= Aikaterini Trikoupi =

Turkish politician

Aikaterini Trikoupi (Αικατερίνη Τρικούπη, Constantinople, 1800 – Aegina, 15 July 1871) was the wife of the Prime Minister of Greece and historian Spyridon Trikoupis. Her son was Charilaos Trikoupis, also a prime minister.

==Biography==
===Family===
She was born in Constantinople in 1800, the daughter of the scholar and officer in the Danubian Principalities, Nicholas Al. Mavrokordatos (1744–1818) and Smaragda Karatza. She had a brother, the fighter of the Greek Revolution of 1821 and later politician of the independent Greek state, Alexandros Mavrokordatos, and two sisters, Eleni and Efrosini (wife of Friedrich Eduard von Rheineck). Her uncle was the ruler (hospodar) of Wallachia, John Caradja.
===Fleeing Constantinople during the Greek Revolution===

When the Greek Revolution began and the Ottomans started persecutions against the Greeks of Constantinople, her house at Arnavutköy was attacked while her uncle, Georgios Mavrokordatos, was hanged. Later, in fear of being captured and ending up in a harem, she left her house and sought refuge with an English priest who helped her to escape. She came to Greece and specifically to Nafplio, where she was reunited with her brother, Alexandros.
===Marriage and children===

On 7 January 1826 she married in Nafplio the politician Spyridon Trikoupis. The marriage produced four children: Aglaïa (1830–1842), Charilaos (1832–1896), Othon (1833–1844) and Sophia (1838–1916).
===Life in London and death by drowning===

She lived for many years abroad, mainly in London, where her husband served as ambassador; later the family settled in Patissia. She died on 15 July 1871 in the Trikoupis villa in Aegina from drowning. She was buried in the First Cemetery of Athens in the family tomb of the Trikoupis family.
==Surviving photograph in a museum==

She was famous for her stature, kindness and education which she acquired after adulthood, learning among other things, French.
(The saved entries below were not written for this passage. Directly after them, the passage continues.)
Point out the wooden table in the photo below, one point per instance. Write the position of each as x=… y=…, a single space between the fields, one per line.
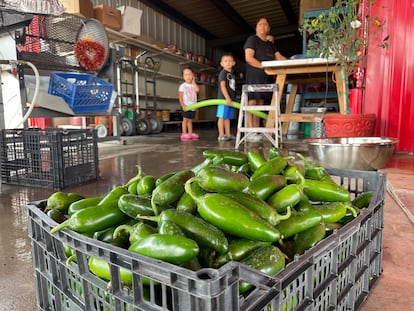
x=297 y=71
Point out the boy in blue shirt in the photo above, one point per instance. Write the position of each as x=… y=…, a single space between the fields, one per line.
x=227 y=91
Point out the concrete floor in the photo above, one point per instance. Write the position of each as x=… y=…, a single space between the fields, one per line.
x=162 y=153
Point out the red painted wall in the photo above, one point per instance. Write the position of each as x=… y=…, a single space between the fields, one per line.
x=390 y=74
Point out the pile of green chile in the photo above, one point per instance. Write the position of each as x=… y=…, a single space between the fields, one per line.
x=260 y=210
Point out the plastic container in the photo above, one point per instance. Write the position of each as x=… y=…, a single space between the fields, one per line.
x=48 y=158
x=84 y=93
x=314 y=129
x=336 y=274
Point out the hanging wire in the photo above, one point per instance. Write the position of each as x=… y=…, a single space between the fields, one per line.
x=393 y=194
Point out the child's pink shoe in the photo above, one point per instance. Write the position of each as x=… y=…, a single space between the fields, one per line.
x=185 y=137
x=194 y=136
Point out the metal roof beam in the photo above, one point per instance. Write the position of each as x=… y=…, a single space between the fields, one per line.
x=165 y=9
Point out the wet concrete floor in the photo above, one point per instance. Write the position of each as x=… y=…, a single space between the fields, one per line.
x=163 y=153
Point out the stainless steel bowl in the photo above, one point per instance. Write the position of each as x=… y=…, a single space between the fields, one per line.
x=359 y=153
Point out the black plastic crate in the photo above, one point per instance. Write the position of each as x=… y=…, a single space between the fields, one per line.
x=48 y=158
x=336 y=274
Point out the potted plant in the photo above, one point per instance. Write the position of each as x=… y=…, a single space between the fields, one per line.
x=340 y=33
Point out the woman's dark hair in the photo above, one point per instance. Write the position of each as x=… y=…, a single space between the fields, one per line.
x=262 y=17
x=189 y=68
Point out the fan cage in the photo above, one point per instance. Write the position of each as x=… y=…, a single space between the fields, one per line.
x=49 y=42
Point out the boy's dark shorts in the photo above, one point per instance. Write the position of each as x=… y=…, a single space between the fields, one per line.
x=188 y=114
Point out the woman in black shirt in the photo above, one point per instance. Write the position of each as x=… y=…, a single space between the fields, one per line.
x=257 y=48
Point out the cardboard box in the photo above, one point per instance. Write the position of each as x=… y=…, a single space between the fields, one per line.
x=79 y=7
x=131 y=20
x=310 y=5
x=108 y=16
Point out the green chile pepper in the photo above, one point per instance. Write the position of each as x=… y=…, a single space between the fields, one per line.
x=146 y=185
x=113 y=195
x=272 y=167
x=84 y=203
x=308 y=238
x=244 y=169
x=136 y=232
x=274 y=152
x=194 y=227
x=132 y=188
x=169 y=191
x=107 y=236
x=186 y=204
x=218 y=179
x=315 y=171
x=331 y=212
x=255 y=159
x=134 y=205
x=294 y=173
x=268 y=259
x=320 y=191
x=258 y=206
x=170 y=228
x=264 y=186
x=240 y=248
x=230 y=157
x=94 y=218
x=170 y=248
x=298 y=221
x=136 y=178
x=61 y=201
x=232 y=217
x=163 y=178
x=56 y=215
x=288 y=196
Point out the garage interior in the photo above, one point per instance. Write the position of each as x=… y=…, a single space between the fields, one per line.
x=208 y=28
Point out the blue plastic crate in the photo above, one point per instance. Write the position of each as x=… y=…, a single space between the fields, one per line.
x=84 y=93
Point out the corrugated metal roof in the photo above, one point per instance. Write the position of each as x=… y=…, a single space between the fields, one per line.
x=227 y=23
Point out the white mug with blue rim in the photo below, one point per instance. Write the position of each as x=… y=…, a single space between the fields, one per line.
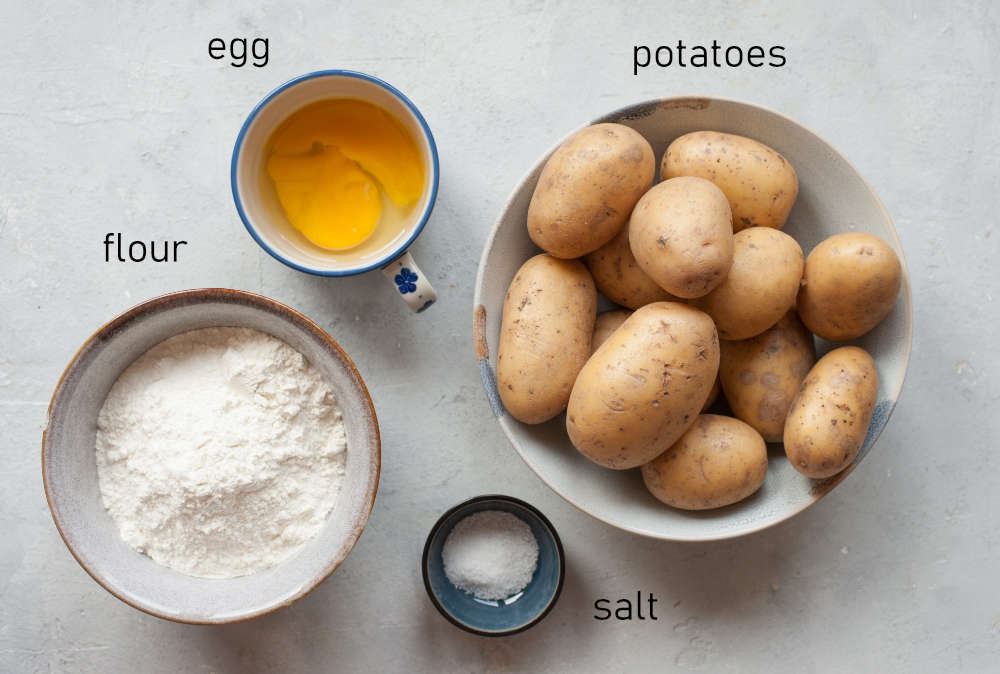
x=261 y=212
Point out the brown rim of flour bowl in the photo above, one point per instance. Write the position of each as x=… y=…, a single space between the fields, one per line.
x=69 y=468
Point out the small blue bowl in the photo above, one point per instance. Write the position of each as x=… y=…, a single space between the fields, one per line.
x=506 y=616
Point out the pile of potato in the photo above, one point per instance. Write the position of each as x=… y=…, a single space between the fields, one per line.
x=716 y=294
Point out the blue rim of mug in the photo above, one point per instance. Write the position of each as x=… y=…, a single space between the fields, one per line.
x=435 y=171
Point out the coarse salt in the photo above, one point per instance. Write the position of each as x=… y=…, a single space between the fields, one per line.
x=491 y=554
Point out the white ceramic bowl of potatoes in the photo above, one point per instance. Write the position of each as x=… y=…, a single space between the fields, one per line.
x=666 y=251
In the National Historical Museum, among the exhibits, there is a wallet of Charilaos Trikoupis which includes a photo of Aikaterini.

==Bibliography==
- Sophia Trikoupi, Η Μήτηρ μας - Αικατερίνη Τρικούπη το γένος Νικολάου Μαυροκορδάτου (1800-1871), Βιβλιοθήκη της Βουλής των Ελλήνων, Athens 2012.
- Koula Xiradaki, Φαναριώτισσες, εκδόσεις Φιλιππότη, Athens, 1999.
- Χαρίλαος Τρικούπης - Έκθεση ιστορικών κειμηλίων της οικογένειας Τρικούπη, Hellenic Parliament, Athens, March 2012.